Optimizing using Fsolve (more equations than unknowns)

Good day

I?ve fiddled for ~ 2 weeks plugging away using fsolve and im having
difficulty looping and solving my equations for n points per
equation.

Problem: 34 equations with 33 unknowns using Fsolve +
Levenberg-Marquardt.

Desired Optimization variables: 3D world points and 6 camera camera
parameters

Given: Eight 2D images and n= 100 known points (x,y) per image.

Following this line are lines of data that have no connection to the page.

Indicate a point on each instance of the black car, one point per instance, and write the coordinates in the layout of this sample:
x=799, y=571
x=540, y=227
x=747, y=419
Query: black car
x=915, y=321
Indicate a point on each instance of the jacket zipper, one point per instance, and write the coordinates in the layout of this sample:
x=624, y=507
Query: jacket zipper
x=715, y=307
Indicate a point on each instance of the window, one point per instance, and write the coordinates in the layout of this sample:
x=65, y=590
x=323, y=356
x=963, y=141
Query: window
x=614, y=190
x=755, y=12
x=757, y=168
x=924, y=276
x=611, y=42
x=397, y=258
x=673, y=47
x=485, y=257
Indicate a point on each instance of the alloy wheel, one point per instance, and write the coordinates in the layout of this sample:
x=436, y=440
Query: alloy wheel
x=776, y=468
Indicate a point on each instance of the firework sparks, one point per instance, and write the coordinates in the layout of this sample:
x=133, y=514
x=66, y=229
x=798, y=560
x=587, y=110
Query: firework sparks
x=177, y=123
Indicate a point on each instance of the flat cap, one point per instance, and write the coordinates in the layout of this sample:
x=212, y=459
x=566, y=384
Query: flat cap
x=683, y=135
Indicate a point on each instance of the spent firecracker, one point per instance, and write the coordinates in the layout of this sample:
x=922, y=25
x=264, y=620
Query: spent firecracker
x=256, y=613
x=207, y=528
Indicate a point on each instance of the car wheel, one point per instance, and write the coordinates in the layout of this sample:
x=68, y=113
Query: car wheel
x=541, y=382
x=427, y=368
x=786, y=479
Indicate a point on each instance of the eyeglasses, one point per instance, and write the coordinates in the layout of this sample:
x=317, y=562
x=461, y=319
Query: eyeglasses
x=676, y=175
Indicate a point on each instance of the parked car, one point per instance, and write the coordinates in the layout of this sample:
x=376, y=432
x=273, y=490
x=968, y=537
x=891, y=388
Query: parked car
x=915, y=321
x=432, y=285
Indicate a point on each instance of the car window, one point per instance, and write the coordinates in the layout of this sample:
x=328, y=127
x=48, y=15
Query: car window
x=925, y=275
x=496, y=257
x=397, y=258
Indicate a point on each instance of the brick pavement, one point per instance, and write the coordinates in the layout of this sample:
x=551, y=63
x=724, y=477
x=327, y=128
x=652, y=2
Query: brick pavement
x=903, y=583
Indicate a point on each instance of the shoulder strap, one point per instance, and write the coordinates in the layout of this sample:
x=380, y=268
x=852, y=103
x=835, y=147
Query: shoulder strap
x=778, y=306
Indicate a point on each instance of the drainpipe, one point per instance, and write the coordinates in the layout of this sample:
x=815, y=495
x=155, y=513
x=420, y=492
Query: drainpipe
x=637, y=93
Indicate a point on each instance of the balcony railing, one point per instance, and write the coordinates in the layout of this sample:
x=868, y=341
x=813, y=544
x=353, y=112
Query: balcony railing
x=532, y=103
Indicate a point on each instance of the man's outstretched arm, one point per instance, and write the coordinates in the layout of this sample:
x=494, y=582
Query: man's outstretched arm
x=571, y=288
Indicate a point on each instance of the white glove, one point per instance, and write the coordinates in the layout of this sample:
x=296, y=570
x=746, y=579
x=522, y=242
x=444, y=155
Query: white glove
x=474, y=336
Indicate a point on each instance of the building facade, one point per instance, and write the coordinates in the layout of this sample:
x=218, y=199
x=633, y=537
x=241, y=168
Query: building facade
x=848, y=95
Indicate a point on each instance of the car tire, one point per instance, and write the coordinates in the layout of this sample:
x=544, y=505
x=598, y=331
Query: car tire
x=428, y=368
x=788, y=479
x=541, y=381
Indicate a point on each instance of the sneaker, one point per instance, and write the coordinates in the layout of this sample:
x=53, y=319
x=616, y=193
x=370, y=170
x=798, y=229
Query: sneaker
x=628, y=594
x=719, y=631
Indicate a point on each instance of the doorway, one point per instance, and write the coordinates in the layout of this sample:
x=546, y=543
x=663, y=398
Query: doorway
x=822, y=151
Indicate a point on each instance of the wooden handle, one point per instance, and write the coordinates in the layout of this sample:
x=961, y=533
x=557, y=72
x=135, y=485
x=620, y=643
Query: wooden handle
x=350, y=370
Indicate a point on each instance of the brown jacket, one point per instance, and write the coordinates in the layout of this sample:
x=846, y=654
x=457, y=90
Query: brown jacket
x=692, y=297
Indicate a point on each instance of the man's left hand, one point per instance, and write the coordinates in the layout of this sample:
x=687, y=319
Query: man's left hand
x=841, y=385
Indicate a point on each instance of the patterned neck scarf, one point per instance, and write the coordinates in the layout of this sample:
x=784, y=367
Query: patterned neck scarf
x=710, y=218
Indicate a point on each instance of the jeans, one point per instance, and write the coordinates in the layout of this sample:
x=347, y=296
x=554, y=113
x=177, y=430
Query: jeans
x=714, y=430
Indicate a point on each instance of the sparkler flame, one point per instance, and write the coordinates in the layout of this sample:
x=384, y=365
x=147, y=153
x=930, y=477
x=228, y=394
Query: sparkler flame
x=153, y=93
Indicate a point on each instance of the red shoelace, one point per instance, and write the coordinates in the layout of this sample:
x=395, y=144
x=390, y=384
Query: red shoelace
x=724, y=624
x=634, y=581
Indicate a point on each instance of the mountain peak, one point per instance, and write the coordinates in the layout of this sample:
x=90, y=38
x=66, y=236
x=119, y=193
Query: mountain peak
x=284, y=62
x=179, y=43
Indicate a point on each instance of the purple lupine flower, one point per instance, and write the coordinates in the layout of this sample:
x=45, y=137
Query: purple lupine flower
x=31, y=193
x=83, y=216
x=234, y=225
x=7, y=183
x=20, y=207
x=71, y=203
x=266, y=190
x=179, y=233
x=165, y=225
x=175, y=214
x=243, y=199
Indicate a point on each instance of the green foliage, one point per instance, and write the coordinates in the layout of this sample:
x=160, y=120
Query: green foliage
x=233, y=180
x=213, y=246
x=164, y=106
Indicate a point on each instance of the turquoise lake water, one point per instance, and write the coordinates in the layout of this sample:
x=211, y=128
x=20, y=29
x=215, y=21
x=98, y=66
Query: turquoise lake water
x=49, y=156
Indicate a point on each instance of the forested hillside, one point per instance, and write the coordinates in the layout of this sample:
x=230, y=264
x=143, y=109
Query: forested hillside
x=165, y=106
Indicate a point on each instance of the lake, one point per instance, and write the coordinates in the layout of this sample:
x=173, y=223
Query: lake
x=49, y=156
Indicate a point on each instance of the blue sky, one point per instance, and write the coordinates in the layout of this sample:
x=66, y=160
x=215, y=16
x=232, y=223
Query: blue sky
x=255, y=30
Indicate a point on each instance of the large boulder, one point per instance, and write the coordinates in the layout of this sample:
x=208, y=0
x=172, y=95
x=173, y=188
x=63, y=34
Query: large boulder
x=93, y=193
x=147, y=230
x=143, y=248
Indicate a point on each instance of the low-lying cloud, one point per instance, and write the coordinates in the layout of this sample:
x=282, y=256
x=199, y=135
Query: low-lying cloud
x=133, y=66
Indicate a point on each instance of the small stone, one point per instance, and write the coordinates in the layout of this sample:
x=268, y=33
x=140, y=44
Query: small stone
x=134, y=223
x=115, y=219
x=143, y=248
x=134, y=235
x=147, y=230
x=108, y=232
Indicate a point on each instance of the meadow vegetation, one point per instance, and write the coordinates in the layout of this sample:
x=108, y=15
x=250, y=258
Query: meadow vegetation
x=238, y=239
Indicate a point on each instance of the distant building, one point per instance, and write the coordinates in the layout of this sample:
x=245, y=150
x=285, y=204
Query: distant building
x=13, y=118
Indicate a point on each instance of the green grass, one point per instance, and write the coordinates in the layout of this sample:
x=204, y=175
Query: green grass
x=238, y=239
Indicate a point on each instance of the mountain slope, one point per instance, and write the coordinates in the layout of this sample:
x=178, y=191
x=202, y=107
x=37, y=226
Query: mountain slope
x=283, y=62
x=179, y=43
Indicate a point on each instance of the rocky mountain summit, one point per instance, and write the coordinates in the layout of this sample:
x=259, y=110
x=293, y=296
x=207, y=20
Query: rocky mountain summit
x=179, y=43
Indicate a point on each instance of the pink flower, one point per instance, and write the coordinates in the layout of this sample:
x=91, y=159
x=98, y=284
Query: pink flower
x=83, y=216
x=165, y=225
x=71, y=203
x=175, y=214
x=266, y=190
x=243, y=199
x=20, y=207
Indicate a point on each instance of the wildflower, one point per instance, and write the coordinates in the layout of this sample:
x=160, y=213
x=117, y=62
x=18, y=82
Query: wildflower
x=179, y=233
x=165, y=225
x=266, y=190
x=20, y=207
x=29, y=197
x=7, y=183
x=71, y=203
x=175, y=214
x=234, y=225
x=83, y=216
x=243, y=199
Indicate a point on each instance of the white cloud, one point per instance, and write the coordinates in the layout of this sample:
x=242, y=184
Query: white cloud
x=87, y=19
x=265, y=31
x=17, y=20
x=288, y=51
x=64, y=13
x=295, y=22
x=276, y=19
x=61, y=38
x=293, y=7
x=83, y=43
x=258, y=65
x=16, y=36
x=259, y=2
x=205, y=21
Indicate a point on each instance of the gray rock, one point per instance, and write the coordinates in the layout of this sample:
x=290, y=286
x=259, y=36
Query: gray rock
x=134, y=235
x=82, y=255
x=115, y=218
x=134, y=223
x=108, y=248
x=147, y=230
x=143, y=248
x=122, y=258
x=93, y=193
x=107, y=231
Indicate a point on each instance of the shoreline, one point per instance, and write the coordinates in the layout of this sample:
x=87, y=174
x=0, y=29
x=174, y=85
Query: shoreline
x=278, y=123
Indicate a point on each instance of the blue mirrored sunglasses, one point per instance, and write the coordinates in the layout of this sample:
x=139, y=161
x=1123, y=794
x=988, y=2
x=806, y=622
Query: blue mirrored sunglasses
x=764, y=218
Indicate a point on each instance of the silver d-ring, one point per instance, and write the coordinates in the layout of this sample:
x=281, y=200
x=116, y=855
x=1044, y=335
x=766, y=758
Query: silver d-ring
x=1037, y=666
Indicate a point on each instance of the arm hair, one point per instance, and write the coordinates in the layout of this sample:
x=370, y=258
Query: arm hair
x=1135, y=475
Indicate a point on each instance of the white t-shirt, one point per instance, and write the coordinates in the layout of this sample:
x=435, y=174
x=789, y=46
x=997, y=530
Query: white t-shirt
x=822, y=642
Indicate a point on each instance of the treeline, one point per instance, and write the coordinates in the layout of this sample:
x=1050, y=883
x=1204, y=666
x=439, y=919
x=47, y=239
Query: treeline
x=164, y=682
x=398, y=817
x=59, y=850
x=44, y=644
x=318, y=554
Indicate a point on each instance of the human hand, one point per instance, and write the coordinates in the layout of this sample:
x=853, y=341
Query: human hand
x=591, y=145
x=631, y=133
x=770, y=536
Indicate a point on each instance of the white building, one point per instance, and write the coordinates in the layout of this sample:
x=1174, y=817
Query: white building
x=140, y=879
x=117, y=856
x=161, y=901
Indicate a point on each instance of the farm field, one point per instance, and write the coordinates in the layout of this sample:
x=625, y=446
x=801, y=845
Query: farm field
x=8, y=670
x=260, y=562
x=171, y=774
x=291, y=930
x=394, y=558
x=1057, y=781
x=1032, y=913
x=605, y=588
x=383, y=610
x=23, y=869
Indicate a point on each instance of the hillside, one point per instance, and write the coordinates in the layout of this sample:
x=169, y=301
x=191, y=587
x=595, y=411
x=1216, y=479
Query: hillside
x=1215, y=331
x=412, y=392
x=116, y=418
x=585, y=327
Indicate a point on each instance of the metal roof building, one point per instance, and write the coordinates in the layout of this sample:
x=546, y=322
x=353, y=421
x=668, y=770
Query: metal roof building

Six camera parameters remain constant in the eight images:
PA,SA,IS,SOD,SID,IS.

Input of those 6 camera parameters to function file outputs
Projection matrix, P, 3x4 matrix

P= [m1 m2 m3 m4
m5 m6 m7 m8
m9 m10 m11 m12]

For Image 0: 2D points (x0,y0) to 3D points (X0,Y0,Z0) relationship
yields:

x0 = m1*X0 + m2*Y0 + m3*Z0 + m4
-------------------------------
m9*X0 + m10*Y0 + m11*Z0 + m12

y0 = m5*X0 + m6*Y0 + m7*Z0 + m8
---------------------------------
m9*X0 + m10*Y0 + m11*Z0 + m12

For Image 1: 2D points (x1,y1) to 3D points (X1,Y1,Z1) relationship
yields:

x1 = m1*X1 + m2*Y1 + m3*Z1 + m4
------------------------------
m9*X1 + m10*Y1 + m11*Z1 + m12

y1 = m5*X1 + m6*Y1 + m7*Z1 + m8
--------------------------------
m9*X1 + m10*Y1 + m11*Z1 + m12

For both images we have 2 additional equations:

(x1-x0) = m1*X1 + m2*Y1 + m3*Z1 + m4
------------------------------- -
m9*X1 + m10*Y1 + m11*Z1 + m12

m1*X0 + m2*Y0 + m3*Z0 + m4
-------------------------------
m9*X0 + m10*Y0 + m11*Z0 + m12

(y1-y0) = m5*X1 + m6*Y1 + m7*Z1 + m8
------------------------------- -
m9*X1 + m10*Y1 + m11*Z1 + m12

m5*X0 + m6*Y0 + m7*Z0 + m8
---------------------------------
m9*X0 + m10*Y0 + m11*Z0 + m12

For the two above images we have six above equations and 12 unknowns
(X0,Y0,Z0,X1,Y1,Z1, + 6 camera parameters). From above, all equations
can be written equal to 0.

In total we will have 34 similar equations and 33 unknowns (
X0,Y0,Z0,?X7,Y8,Z8 + 6 camera parameters) The 34 equations are valid
for a single 2D point in each image. Since we have n= 100 points per
image we have n*34 equations with n*33unknowns.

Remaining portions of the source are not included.